European Debt Crisis: The Calm Before The StormGovernment forecasts on the economy, the development of public finances or inflation have their problems. This statement is likely to qualify as the euphemism of the year for the final round, if we take into account the open data fraud with which politicians everywhere are trying to deceive us about the real situation.
Of course, these are nice weather calculations, which are of course manipulated for the benefit of the respective government and are then ironcladly defended by the media machine.
Since the last major sovereign debt crisis in europe, this phenomenon has only intensified.
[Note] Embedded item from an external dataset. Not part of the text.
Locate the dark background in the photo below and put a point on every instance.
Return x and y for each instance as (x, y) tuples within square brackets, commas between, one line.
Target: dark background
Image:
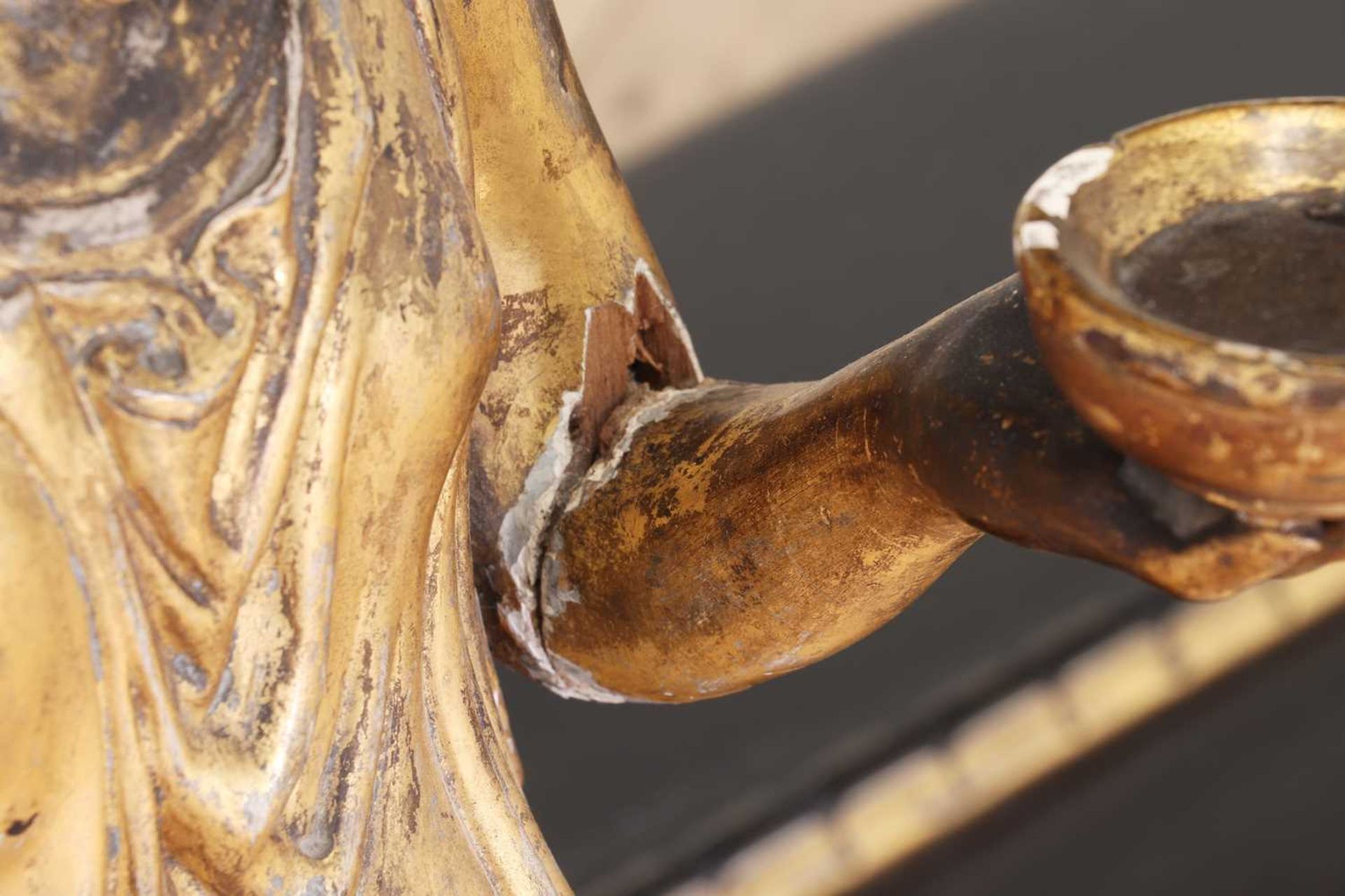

No one talks anymore about the fact that government debt is much more fragile today, that we are in the first phase of a recession and that debt continues to rise sharply.
You can only guess what will happen in the eurozone if you look at Germany's financial shortfalls, which have long been in a recession, and analyze the billion deep gaps in the social security system,how health insurance contributions are exploding, the tax burden is increasing, and with what efforts and verve the state bureaucracy is trying to ensure its survival at costs of the private sector.
If you look at this naive outlook on eurozone sovereign debt with a little experience and knowledge from the engine room of politics and the 'academia' it has bought, you can't help but smile: you can almost imagine how they in Brussels and Frankfurt think they are clever and cunning number crunchers, while half the financial world is bent over laughing (the other half has long since stopped reading this garbage).
The next round in the camoflage between the euro commies and the bond markets promises to be highly entertaining if the long-saturated market refuses to absorb the state's garbage and the parasitic caste, in defense of its position of power, continues to use the flimsiest of arguments to go on plundering the citizen and overstretch the coercive state in the name of saving the world. The lifeboats are ready!
The reality can be found these days in the national budget of the United States. The exponential function of national debt there is more in line with the reality of European public finances.